Table 1. Energy landscape roughness $\epsilon$ of the structural segments of β₂AR in the absence and presence of CHS.

$\epsilon$ values and SD values were calculated by applying Eq. (3) (Materials and Methods) to the DFS data recorded at 25° and 37°C. Structural segments changing $\epsilon >1$ k_BT are marked by asterisks.

Structural segment	DOPC (kBT)	DOPC:CHS (kBT)
S1	3.9 ± 2.5	4.5 ± 1.0
S2*	3.4 ± 11.6	4.6 ± 1.6
S3	4.6 ± 1.9	4.0 ± 6.0
S4*	4.5 ± 1.4	5.6 ± 11.1
S5	4.8 ± 1.1	4.7 ± 0.6
S6	5.1 ± 5.9	4.5 ± 1.0
S7	4.8 ± 1.5	4.6 ± 19.6
S8	5.4 ± 2.9	5.5 ± 4.0
Mean ± SD of S1 to S8	4.6 ± 3.6	4.8 ± 5.6

The roughness of the free-energy landscape stabilizing the structural segments of β₂AR (~3 to 6 k_BT) was similar to that reported for segments of bacteriorhodopsin (~4 to 6 k_BT) (59). In the presence of CHS, the β₂AR segments S2 and S4, which represent the cytoplasmic end of TMH1, cytoplasmic loop C1, TMH2, and extracellular loop E1, exhibited substantial increases in their free-energy landscape roughness. This increase in roughness suggests that CHS energetically stabilizes the conformational substates of segments S2 and S4. This structural region of β₂AR, which is part of the consensus cholesterol-binding motif of human class A GPCRs, increases the packing constraints of GPCRs upon binding cholesterol (27). Similarly, TMH2, together with TMH4, increases helical packing in the presence of cholesterol, which serves as a bridge between both TMHs (27). Moreover, because TMH4 is considered to have the weakest fold in β₂AR (27), it can be assumed that the cholesterol bridging TMH2 and TMH4 contributes to the overall stabilization of β₂AR (Fig. 3).

MD simulations show segment-dependent interactions of CHS with β₂AR

In our SMFS experiments, the mechanical unfolding of a single β₂AR takes from ~13 to ~265 ms depending on the cantilever speed. Although currently available computing resources in national supercomputing centers are exceptional, they do not enable us to atomistically simulate complex systems such as those studied here over the course of several milliseconds. This implies that simulating the unfolding processes observed experimentally by SMFS is not possible unless one simulates the process at an accelerated speed, which may cause artifactual results because highly accelerated speeds unfold proteins far from thermal equilibrium (63). Given this point, we decided not to use atomistic simulations to explore the unfolding process itself. Instead, we used multimicrosecond simulations to gain insight into the molecular-scale mechanisms by which CHS affected the thermal stability and conformations of β₂AR. Such simulations can capture the spontaneous interaction events (associations and dissociations) of CHS and β₂AR, which enabled us to interpret the CHS-induced effects observed in our SMFS experiments. We thus performed multimicrosecond atomistic MD simulations of β₂AR embedded in DOPC and DOPC:CHS membranes (fig. S6) and calculated the time-correlation functions for the interaction of CHS with the structural segments (fig. S7).

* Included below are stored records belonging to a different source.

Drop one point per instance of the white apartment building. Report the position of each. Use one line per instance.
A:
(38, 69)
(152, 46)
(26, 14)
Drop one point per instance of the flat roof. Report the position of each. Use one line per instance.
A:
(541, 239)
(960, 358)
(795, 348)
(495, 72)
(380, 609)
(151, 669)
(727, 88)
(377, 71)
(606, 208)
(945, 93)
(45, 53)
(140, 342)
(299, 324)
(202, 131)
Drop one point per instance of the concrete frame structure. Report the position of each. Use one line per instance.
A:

The MD simulation models accounted for seven of the structural segments (S1 to S7) of β₂AR, because the C-terminal end, which, in our experiments, is described as segment S8, has structurally not been solved (27, 36). The volumetric maps showed CHS to preferentially interact with β₂AR at specific sites located at well-defined structural segments (Fig. 4A). In particular, CHS strongly interacted with structural segment S6, which consists of the intracellular parts of TMH5 and TMH6, and of their connecting loop C3. Note that structural segment S6 matches the position of the cholesterol hotspot IC2 as predicted by our previous simulations (36). There is also a high density of CHS observed between two structural segments S1 and S4, which overlaps with the low-affinity interaction site EC3 that was predicted for cholesterol (36). In addition, CHS also interacts with structural segment S7 and, to some extent, with structural segment S5, which confirms our previous work that the EC1 interaction site of cholesterol lies at S7 and partly at S5 (36).

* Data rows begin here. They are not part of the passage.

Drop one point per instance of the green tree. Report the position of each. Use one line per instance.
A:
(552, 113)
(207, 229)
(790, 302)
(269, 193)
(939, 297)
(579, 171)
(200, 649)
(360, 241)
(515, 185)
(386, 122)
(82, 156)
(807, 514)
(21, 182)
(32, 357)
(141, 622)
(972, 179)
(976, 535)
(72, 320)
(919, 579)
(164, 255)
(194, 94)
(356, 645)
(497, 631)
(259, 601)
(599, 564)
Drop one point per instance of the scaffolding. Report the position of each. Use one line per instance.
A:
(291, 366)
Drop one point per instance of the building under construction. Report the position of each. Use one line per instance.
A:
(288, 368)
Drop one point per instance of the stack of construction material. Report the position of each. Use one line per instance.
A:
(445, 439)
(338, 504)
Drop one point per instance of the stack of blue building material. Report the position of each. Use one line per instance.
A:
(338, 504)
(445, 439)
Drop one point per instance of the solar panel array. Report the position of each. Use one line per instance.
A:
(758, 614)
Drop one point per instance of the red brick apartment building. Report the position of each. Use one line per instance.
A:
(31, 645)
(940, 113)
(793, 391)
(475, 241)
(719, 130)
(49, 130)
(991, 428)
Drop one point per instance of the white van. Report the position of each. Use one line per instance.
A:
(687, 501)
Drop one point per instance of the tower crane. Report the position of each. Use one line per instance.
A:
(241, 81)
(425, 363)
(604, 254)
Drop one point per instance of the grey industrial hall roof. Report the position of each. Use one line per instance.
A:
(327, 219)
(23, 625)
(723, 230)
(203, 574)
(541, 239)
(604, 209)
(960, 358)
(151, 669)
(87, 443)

Fig. 4. Atomistic MD simulations of CHS interacting with structural segments of the human β₂AR.

(A) Volumetric maps of the density of CHS (green surface) interacting with human β₂AR at 25°, 37°, and 42°C. At each temperature, the data were averaged from all independent trajectories (table S1). The structural segments of β₂AR are color-coded according to Fig. 1D. (B) Interaction energies resulting from the electrostatic (top) and van der Waals (bottom) interactions of CHS with the indicated structural segments of the human β₂AR at 25°, 37°, and 42°C. Bars and error bars of each structural segment show means ± SD (n ≥ 3, table S1). (C) Structural fluctuations of the indicated structural segments of β₂AR projected along two major principal components. Bars describe the fluctuations of stable structural segments in the absence (pink) and presence (green) of CHS. The error (SD) of the spread estimation is <20%. For a description of the PCA used, see the Supplementary Materials. Differences were considered significant if P values approached *P < 0.1 (calculated from a two-tailed t test) and if the determined values did not overlap within their errors.

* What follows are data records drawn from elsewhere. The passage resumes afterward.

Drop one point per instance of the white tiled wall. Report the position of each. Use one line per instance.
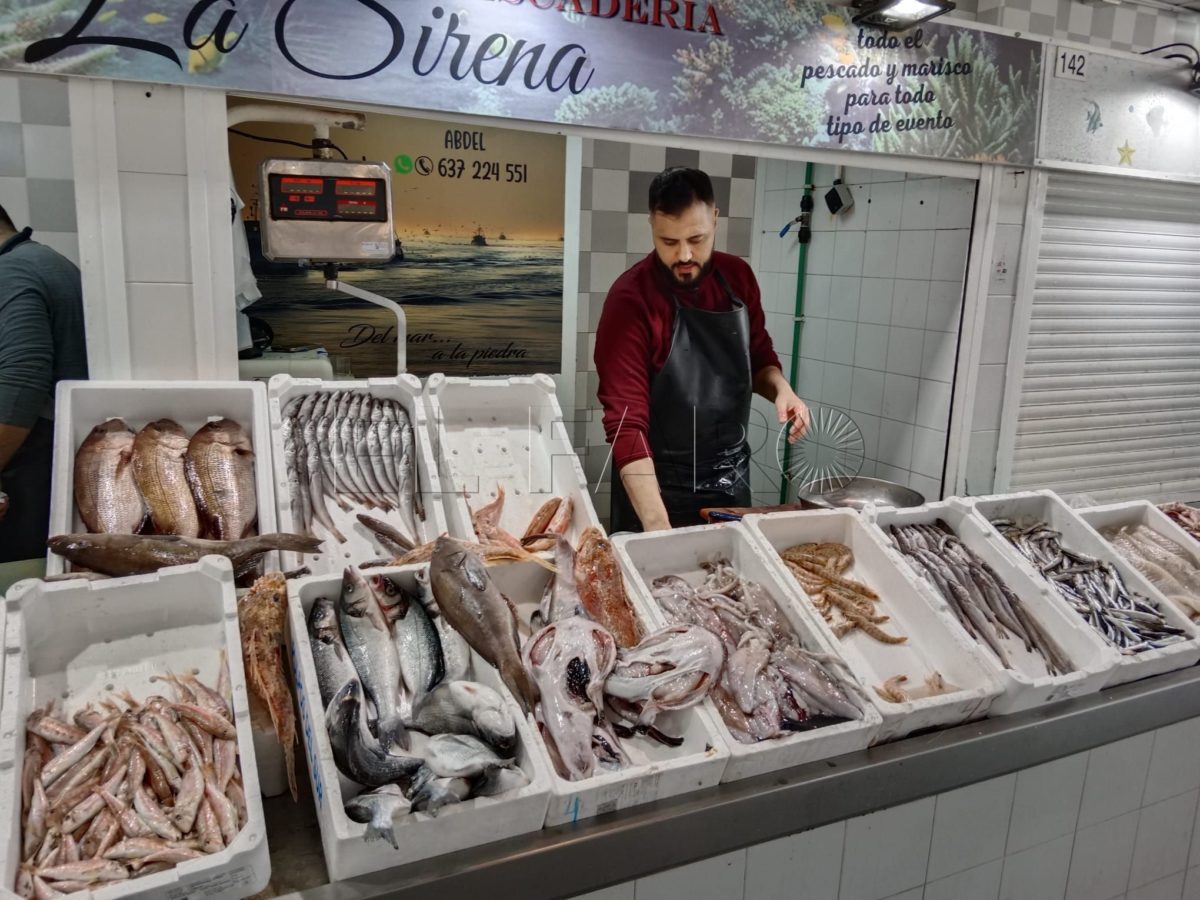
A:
(1115, 823)
(36, 171)
(1003, 273)
(882, 305)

The interaction times of CHS with β₂AR depend on the structural segment (Table 2 and fig. S7). In particular, the interaction time of CHS was greatest for segments S1, S4, S5, S6, and S7, which correlates with specific CHS interaction sites revealed by volumetric maps of the CHS density (Fig. 4A). Moreover, the interaction energies revealed strong interactions of CHS with the structural segments S1, S4, S5, S6, and S7 of β₂AR (Fig. 4B). These pronounced interactions of CHS with certain structural segments of the receptor may explain why, in our SMFS experiments, we observed them to be mechanically, kinetically, and energetically stabilized. One exception was segment S2, for which the MD simulations could not explain the experimentally observed stabilization by CHS. We hence speculate that segment S2 may be stabilized by indirect effects of cholesterol on the lipid bilayer properties, such as the modulation of the mechanical properties of the membrane. Together, the MD simulations suggest how membrane-embedded CHS may interact preferentially with certain functionally important regions of β₂AR.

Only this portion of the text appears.